I promised more YA reads via my IG (@_little_reader if you haven’t checked it out previously) and this week we’re reading one that I definitely think is worth at least one read in a lifetime (though THAT in of itself is an interesting argument).
The Story: Madison, Arizona is about as boring as boring gets. At least, that’s what the inhabitants do their best to convince visitors and passerby of. For Eldon, Madison is about as boring as he lies it is, even with the magnificent secret. Because, oh yeah, Madison’s caves out in the desert hide more than just rocks and hot springs: they have a special cave where every eighteen year old gets to make a wish. Not just any wish of course, the citizens of their backwater town aren’t that dense. Like anything else, there are rules. But even with rules hearts are broken and lives are ruined. Even with rules, Eldon knows the truth about how even the most harmless wishes can do the worst damage. His eighteenth birthday is fast approaching but he has no idea what to wish for, what will hurt the least. Maybe with the help of his best friend, Merritt, and the weird religious girl, Norie, Eldon can discover the truth about wishes – and maybe make the craziest wish of all.
My Thoughts: Right off the bat, I would not recommend this to readers younger than 17+. Sadly, like the majority of YA novels these days, the language scattered throughout is vulgar and there is made mention of explicit actions (though nothing is detailed). That having been said, Chelsea Sedoti does a really good job with this book.
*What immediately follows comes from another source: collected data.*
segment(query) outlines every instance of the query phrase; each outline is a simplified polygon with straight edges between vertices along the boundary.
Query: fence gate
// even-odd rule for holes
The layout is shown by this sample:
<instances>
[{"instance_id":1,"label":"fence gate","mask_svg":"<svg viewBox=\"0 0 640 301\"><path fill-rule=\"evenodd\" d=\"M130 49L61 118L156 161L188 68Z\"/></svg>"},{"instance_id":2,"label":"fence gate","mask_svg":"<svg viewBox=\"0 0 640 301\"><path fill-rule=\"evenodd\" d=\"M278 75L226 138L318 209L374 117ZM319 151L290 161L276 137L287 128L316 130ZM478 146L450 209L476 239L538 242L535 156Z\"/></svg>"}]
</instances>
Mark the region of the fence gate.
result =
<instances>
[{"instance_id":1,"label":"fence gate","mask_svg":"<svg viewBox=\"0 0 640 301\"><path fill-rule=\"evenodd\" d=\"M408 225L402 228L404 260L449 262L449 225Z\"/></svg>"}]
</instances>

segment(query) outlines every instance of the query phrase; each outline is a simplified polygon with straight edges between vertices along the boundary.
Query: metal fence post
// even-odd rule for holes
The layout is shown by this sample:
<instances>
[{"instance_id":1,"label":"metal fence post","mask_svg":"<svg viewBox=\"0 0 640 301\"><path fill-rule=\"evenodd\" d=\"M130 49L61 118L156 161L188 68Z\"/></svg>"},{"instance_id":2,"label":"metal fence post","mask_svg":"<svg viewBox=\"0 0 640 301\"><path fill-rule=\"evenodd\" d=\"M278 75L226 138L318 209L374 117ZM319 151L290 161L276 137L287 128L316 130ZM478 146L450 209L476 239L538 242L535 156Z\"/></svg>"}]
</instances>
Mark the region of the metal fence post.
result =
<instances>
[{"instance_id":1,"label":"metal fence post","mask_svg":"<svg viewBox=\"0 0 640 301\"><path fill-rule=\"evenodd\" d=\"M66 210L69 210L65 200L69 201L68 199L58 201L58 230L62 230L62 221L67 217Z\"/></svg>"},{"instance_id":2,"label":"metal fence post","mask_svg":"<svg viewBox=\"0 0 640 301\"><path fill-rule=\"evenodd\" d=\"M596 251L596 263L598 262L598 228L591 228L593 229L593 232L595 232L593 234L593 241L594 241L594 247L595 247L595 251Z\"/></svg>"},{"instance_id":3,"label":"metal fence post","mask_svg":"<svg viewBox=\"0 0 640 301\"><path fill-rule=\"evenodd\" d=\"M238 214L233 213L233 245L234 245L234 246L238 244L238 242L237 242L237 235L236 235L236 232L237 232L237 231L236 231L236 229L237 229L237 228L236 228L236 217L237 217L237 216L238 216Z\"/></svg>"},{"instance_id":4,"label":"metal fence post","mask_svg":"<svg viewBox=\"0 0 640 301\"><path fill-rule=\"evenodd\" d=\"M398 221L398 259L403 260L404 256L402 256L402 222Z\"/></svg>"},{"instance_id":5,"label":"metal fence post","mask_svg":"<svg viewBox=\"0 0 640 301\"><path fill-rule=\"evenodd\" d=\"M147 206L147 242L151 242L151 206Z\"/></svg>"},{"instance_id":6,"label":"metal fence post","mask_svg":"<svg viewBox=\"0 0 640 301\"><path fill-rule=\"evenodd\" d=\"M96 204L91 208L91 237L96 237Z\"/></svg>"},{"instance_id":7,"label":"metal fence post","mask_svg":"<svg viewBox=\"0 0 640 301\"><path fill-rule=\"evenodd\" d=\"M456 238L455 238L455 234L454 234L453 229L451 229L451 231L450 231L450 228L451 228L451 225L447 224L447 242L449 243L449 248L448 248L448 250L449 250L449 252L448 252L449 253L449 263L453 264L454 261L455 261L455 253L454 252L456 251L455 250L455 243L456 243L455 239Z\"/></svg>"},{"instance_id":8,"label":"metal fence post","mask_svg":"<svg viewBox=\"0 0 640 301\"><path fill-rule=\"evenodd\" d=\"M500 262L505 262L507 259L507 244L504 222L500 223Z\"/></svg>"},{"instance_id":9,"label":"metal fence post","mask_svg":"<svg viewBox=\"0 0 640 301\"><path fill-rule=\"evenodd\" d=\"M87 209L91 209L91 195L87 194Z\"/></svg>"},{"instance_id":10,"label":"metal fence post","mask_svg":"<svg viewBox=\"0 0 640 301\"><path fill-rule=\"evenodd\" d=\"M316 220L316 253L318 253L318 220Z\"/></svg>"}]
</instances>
I’ve heard complaints of the main character being a jerk who is hard to like (agreed 100%) and of the plot being slow (somewhat), but I would argue that this is the kind of read that you have to have the taste for. I enjoy character exploration and that is what this book is supreme at. The audience really gets to see the repercussions of getting what you wish for told through flashbacks that – for some at least – had me moved. Eldon, while a selfish jerk, is actually a fairly engaging narrator. The philosophical aspects are not to be ignored as well, as the entirety of the book is spent making the reader think of the implications of such a powerful choice. All in all, if I were to rate this book I’d give it 3/5 stars. It’s not exceptional, but it’s much better than it’s been made out to be.
Parental Advisories: As previously stated, this is a book filled with language not appropriate for anyone, let alone younger readers. Parents who see their teens with this novel should be well advised to understand that despite the lessons built into the novel, poor decisions, explicit actions, and crude language is scattered throughout the book.